We both knew it, we both agreed:
the time had come to make the call.

It was Saturday before Memorial Day,
an inconvenient time for crisis,
but we’d heard of a vet whose specialty
is “end-of-life care,” as he delicately puts it,
and he’ll come to your house whenever he’s needed,
in the middle of the night or a holiday weekend,
to end the anxiety and physical pain.
(There’s not much he can do for the grief.)

He came when I called within an hour and a half
after he’d rearranged his plans with his kids,
and we went through the medical formalities—
the papers to sign, what we could expect,
as he kneeled down to make you his friend.
But you knew who he was and why he had come,
as you placidly looked into his eyes
when he gently lifted your head.

Then it was time to get started.

You showed no sign of fear or regret
as he injected the tranquilizer in back of your neck.
We waited for it to take effect.
Alarmingly, you suddenly rose to your feet,
as if at the last minute you’d changed your mind!
But the doctor dismissed this ambiguous sign.
“An adrenaline rush is the first reaction,”
he said, as you staggered, then wobbled,
and sank back onto the floor again.
 
Your left paw was too swollen to find a vein
to inject the lethal dose in your blood.
But with the right paw the doctor succeeded,
and in no time at all I heard your last breath—
a short, soft snort with nothing that followed—
and that’s when I knew you were gone.
The doctor was surprised you went so fast,
as he listened closely to your lungs and your heart.
But I could see plainly the body in my arms
no longer contained its spiritual part.
Your solid, comforting warmth I could feel
had already begun to cool.
I didn’t know how I’d sustain the blow,
and I began to bawl like a fool.

After our business arrangements were done,
the vet took your body, packed in a bag,
away to the pet crematorium.
We could pick up your urn of ashes, he said,
once the holiday weekend was over.
I’ll bury them out by the garden, I think,
or maybe beneath the crepe myrtle tree
where you always went when you had to pee.

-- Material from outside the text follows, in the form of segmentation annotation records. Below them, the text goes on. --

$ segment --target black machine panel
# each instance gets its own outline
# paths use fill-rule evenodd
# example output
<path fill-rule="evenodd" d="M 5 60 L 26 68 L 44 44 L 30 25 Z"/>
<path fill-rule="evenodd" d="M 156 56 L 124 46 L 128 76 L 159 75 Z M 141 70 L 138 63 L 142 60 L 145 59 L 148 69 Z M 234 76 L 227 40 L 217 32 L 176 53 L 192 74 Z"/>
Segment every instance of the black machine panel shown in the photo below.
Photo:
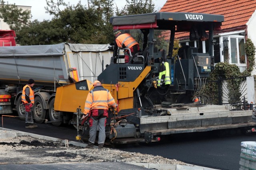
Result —
<path fill-rule="evenodd" d="M 145 68 L 143 64 L 110 64 L 98 77 L 102 84 L 135 81 Z"/>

Now I miss you so much! Our home seems so bare,
and dying seems better than living like this!
The anguish of absence I can’t overcome,
like a knife blade stabbed in my gut,
and especially at home and the places we went
I could never count all the tears I’ve spent.

But then in a message I think came from you
I’m reminded of a story I heard long ago
of a monk who complained that his daily work
kept him too busy to be present with God.
“If you miss me I’m with you,” God said in reply,
and you said now it’s the same between us.
The scorching raw grief that singes my mind
is the love that assures our bond will survive.
You’ve only withdrawn from the world of the senses.
In the silence within you’re still near my side
as the sorrow of your passing disperses.